Ensuite, le réalisme strict de Maupassant serait assez son fait , comme il le fut a ses débuts. Il a cessé de trouver son compte dans ces... contes dont un assez grand nombre sont parfaits en soi, mais qui bientôt lui ont paru déformer la vie en ce qu’ils groupent par artifice certains éléments dans le dessein d’obtenir un effet prévu.
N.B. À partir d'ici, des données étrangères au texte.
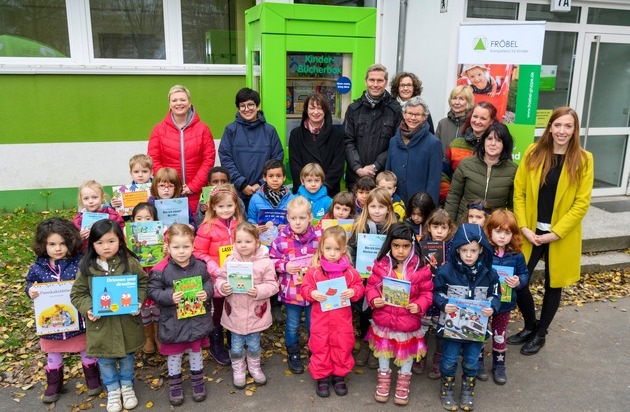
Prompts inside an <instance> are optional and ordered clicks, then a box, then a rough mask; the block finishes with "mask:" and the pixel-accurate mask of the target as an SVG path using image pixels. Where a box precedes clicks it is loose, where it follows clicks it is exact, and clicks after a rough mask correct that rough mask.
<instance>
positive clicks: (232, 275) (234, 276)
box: [225, 262, 254, 293]
mask: <svg viewBox="0 0 630 412" xmlns="http://www.w3.org/2000/svg"><path fill="white" fill-rule="evenodd" d="M225 271H226V273H227V280H228V283H229V284H230V286H232V293H247V291H248V290H250V289H251V288H253V287H254V263H253V262H227V263H226V264H225Z"/></svg>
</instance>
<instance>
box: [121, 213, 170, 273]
mask: <svg viewBox="0 0 630 412" xmlns="http://www.w3.org/2000/svg"><path fill="white" fill-rule="evenodd" d="M125 237H126V238H127V247H128V248H129V249H131V250H132V251H133V252H134V253H135V254H136V255H138V260H140V264H141V265H142V266H143V267H150V266H155V264H156V263H158V262H159V261H161V260H162V259H164V227H163V225H162V222H160V221H159V220H156V221H153V222H127V223H126V224H125Z"/></svg>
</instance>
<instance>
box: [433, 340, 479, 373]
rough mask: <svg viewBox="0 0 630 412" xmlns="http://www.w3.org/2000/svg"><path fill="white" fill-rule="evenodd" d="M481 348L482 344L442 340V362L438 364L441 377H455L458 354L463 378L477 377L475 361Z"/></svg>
mask: <svg viewBox="0 0 630 412" xmlns="http://www.w3.org/2000/svg"><path fill="white" fill-rule="evenodd" d="M482 347H483V342H470V341H459V340H454V339H442V361H441V362H440V372H441V373H442V376H455V373H456V372H457V361H458V360H459V355H460V353H461V355H462V371H463V373H464V376H468V377H474V376H477V360H478V359H479V354H480V353H481V348H482Z"/></svg>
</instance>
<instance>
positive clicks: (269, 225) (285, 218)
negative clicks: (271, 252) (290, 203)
mask: <svg viewBox="0 0 630 412" xmlns="http://www.w3.org/2000/svg"><path fill="white" fill-rule="evenodd" d="M286 224H287V211H286V210H281V209H260V210H259V211H258V225H265V226H267V230H265V231H264V232H263V233H261V234H260V243H262V244H263V245H265V246H269V245H271V242H273V240H274V239H275V238H276V237H277V236H278V232H279V231H280V229H279V228H278V226H279V225H286Z"/></svg>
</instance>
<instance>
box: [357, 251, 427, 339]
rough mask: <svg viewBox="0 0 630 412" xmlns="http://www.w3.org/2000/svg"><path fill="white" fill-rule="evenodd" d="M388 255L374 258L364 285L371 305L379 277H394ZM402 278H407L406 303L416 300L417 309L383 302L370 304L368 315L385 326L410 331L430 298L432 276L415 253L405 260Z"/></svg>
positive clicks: (373, 296) (383, 325)
mask: <svg viewBox="0 0 630 412" xmlns="http://www.w3.org/2000/svg"><path fill="white" fill-rule="evenodd" d="M391 261H392V259H391V257H390V256H389V255H387V256H385V257H383V258H382V259H381V260H379V261H377V262H376V264H375V265H374V270H372V275H371V276H370V277H369V279H368V283H367V286H366V287H365V297H366V298H367V301H368V303H369V304H370V306H371V307H372V308H374V304H373V303H372V301H373V300H374V299H376V298H380V297H382V293H383V278H385V277H389V278H397V277H396V273H394V269H392V263H391ZM403 280H407V281H410V282H411V291H410V293H409V303H416V304H418V308H419V309H420V311H419V312H418V313H416V314H411V313H410V312H409V311H408V310H407V309H405V308H401V307H398V306H391V305H385V306H383V307H382V308H379V309H376V308H374V312H372V319H373V320H374V323H376V324H377V325H379V326H384V327H388V328H390V329H391V330H393V331H397V332H414V331H416V330H418V329H420V317H421V316H422V315H424V314H425V313H426V312H427V309H429V306H431V302H432V301H433V280H432V278H431V270H430V269H429V267H428V266H426V265H424V264H423V262H422V259H421V258H420V257H419V256H418V255H416V254H415V253H414V254H413V255H411V258H410V259H407V261H406V262H405V267H404V270H403Z"/></svg>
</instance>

George Sand, enfin, lui convient moins encore. Je suppose qu’il n’en discute point la poésie diffuse, mais j'ai la certitude qu’il proteste contre de superflus rappels d’humanisme. Lui qui affirme qu’une page doit être belle en elle-même, il en dirait autant de la nature. Il estimerait que, si tant est qu’une scène de labour en Berri ou ailleurs ne soit pas dépourvue de grandeur, c’est une faute de goût que de rappeler, à ce propos, Holbein et Virgile, et que c’en est une autre que de comparer un petit paysan de six à sept ans au " petit saint Jean-Baptiste des peintres de la Renaissance. " Et puis, l’idylle n’est pas son fait. Si le lyrique s’y laissait aller, l’humoriste qui n’est pas mort en lui aurait vite fait de le rappeler au souci des convenances littéraires, Diane ou Vénus, il nous prévient une fois pour toutes. A son mari qui fauche et qui doit avoir soif, Mme Philippe apporte une bouteille d’eau. Il boit et se repose un instant. Elle-même, après avoir cueilli des tremblettes, " s’essuie le visage avec son tablier.